KARACHI: Pakistan's Finance Minister Ishaq Dar announced on Thursday that China has rolled over a loan of $2.4 billion for a period of two years, though financial experts believe Islamabad’s reliance on Beijing for financial relief may pose risk to the economy and hamper its growth in future.
Cash-strapped Pakistan received $4.2 billion this month, which included $2 billion from Saudi Arabia, $1 billion from the United Arab Emirates (UAE), and $1.2 billion from the International Monetary Fund (IMF) after the international lender approved $3 billion for Pakistan under a Standby Arrangement (SBA).
Pakistan has been struggling to contain an economic meltdown after its currency underwent massive devaluation against the US dollar and its reserves dropped to record levels amid mounting external debt.
"Chinese EXIM Bank has rolled over for 2 years principal amounts of following loans totaling US$2.4 billion which are due in next 2 fiscal years,” Dar said in a post on X, previously known as Twitter.
The finance minister explained Islamabad will get $1.2 billion during the current fiscal year, FY24, from Beijing while the remaining $1.2 billion will be due in FY25.
“Pakistan will make interest payments only in both years,” Dar revealed, indicating that the principal amount had been waived.
Last week, Prime Minister Shehbaz Sharif announced China had rolled over a $600 million loan, addition to $5 billion that Beijing gave to Islamabad in the last three months to avoid a sovereign defaut.
Pakistan expects $25 billion in gross new external financing during the current fiscal year FY24 against $15 billion in public debt maturities, including $1 billion in bonds and $3.6 billion that the South Asian country has to pay to multilateral creditors.
The government funding target includes $1.5 billion in market issuance and $4.5 billion in commercial bank borrowing, both of which could prove challenging, although some of the loans not rolled over in FY23 could now return, credit rating agency Fitch Ratings said.
Official financing for FY24 includes $10 billion as rollovers of existing and $5.6 billion in additional financing commitments, including from China, Qatar, Saudi Arabia, UAE, and International Financial Institutions (IFIs) such as the World Bank, Asian Development Bank, and the Islamic Development Bank, according to the IMF.
However, Pakistan's financial experts believe the Chinese rollovers and their impact on the national economy have significant consequences, both in the immediate and long term.
“In the immediate term, the rollovers of Chinese loans provide a temporary relief to Pakistan's balance of payments and foreign exchange reserves,” Ali Nawaz, CEO of Chase Securities, a financial services company, told Arab News.
The rollovers involve extension of loan repayment deadlines, reducing immediate burden on Pakistan's finances and providing breathing space for the country to address its short-term liquidity challenges.
“However, relying heavily on such rollovers can lead to increased debt dependency on China, potentially exacerbating Pakistan's debt sustainability concerns and in the long term, continuous reliance on Chinese rollovers may pose several financial risks for Pakistan's economy," Nawaz warned.

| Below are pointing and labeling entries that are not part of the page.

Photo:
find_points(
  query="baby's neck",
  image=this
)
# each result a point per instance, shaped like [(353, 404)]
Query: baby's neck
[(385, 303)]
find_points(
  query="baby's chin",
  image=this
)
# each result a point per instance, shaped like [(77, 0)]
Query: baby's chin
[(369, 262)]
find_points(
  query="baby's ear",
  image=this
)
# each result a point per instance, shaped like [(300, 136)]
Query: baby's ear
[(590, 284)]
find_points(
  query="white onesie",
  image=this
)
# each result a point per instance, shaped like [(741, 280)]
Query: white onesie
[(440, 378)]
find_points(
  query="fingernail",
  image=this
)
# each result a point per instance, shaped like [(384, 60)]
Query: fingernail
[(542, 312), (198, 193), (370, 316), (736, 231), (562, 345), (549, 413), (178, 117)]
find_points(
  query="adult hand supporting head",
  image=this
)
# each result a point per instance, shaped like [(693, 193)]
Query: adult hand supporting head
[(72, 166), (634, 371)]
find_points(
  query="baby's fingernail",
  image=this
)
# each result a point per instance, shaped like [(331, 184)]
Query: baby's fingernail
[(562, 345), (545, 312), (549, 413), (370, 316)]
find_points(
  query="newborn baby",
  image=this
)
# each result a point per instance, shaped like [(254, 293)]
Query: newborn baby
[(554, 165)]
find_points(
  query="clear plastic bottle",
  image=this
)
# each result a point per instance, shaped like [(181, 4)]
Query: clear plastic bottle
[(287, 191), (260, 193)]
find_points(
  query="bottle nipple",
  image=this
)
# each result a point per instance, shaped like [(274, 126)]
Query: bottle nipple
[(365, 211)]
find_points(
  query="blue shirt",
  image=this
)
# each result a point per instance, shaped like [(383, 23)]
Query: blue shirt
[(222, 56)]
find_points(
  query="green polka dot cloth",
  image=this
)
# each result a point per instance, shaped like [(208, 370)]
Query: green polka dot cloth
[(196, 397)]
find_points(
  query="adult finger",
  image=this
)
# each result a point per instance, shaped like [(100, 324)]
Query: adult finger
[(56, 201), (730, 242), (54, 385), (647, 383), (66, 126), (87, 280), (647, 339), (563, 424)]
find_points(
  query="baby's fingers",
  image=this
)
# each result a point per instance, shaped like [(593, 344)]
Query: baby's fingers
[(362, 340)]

Nawaz said Pakistan's debt obligations to China may become increasingly burdensome in the years to come, putting an additional strain on the country's fiscal position.
“Such heavy reliance on Chinese financing could potentially limit Pakistan's fiscal policy autonomy and undermine its sovereignty in economic decision-making,” he said.
The terms and conditions of these rollovers may not always be as favorable as market-based loans, Nawaz explained, which could potentially lead to less advantageous terms for Pakistan in future.
Senior economist Dr. Abdul Jabbar Khan agreed.
“These are short-term measures but for long-term sustainable economic growth, the country would have to come up with a sound policy that could lead to exportable surplus,” Khan told Arab News.
“Without a good economic policy, you are not going to achieve required growth that the country at present needs to accommodate a growing population through job opportunities,” Khan said.
He said Pakistan hasn't had a sound economic policy in the last 40 years.
Both experts said to mitigate long term risks, Pakistan needs to focus on diversifying its sources of finance, attract foreign direct investment, and implement structural reforms to enhance economic productivity and reduce debt vulnerabilities.